As can be seen from the glued down piece of paper on the 1896 edition of the Whipple Fire Insurance Map, Simpson Place was a latecomer, and many of the houses were around the turn of the Twentieth Century. Again, Lafayette Square was not “down for the count” as early as many people believe (though it did eventually in fact decline economically, as we all know). The Bredell estate was clearly sold off and subdivided, with William Simpson, who seemed to have been in the streetcar business, buying the front lot at the corner of the private place.
His house is spectacular, and is a perfect example of how the Romanesque Revival had firmly taken over as the primary style of the wealthy and powerful in St. Louis. Stark, minimal ornamentation meant to look more masculine (and German) contrasted as what was seen as more decorative and effeminate styles such as the Second Empire (and French).
Ornament is created with stone, terracotta or brick, glazed and unglazed, and planing millwork is less common on the exterior. Stained wood interiors become common.
That foliated compound column capital in between the two windows above is classic Romanesque Revival.
The turrets evoke fortifications, particularly as created at the Medieval fortress of Carcassonne and its restoration by Eugène-Emmanuel Viollet-le-Duc.
The porch is ingeniously fitted in between the tower and the wing to the right.

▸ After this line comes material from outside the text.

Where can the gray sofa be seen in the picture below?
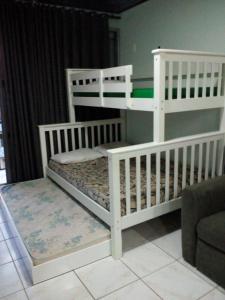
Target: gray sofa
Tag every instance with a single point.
(203, 228)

To the south, a lone survivor of what had been a row of tract houses on Simpson Place is all that remains from the demolition for the interstate. Interestingly, the plat maps call the land under the house, and the houses across the street, the Christopher Addition. The Simpson House sits on a parcel of land divided straight from the St. Louis Commons, and is not in any subdivision at all.
Crossing over to the other side of Simpson Place, another Romanesque Revival house flanks the entrance to the private street. While in the same style as the house across the street, it is in enough of a different variant that it is not repetitive.
Heading to the south, apartment buildings that show the lessening of the economic and political clout of the Square were built, probably in the early Twentieth Century. Their mates to the south were demolished in the Twentieth Century.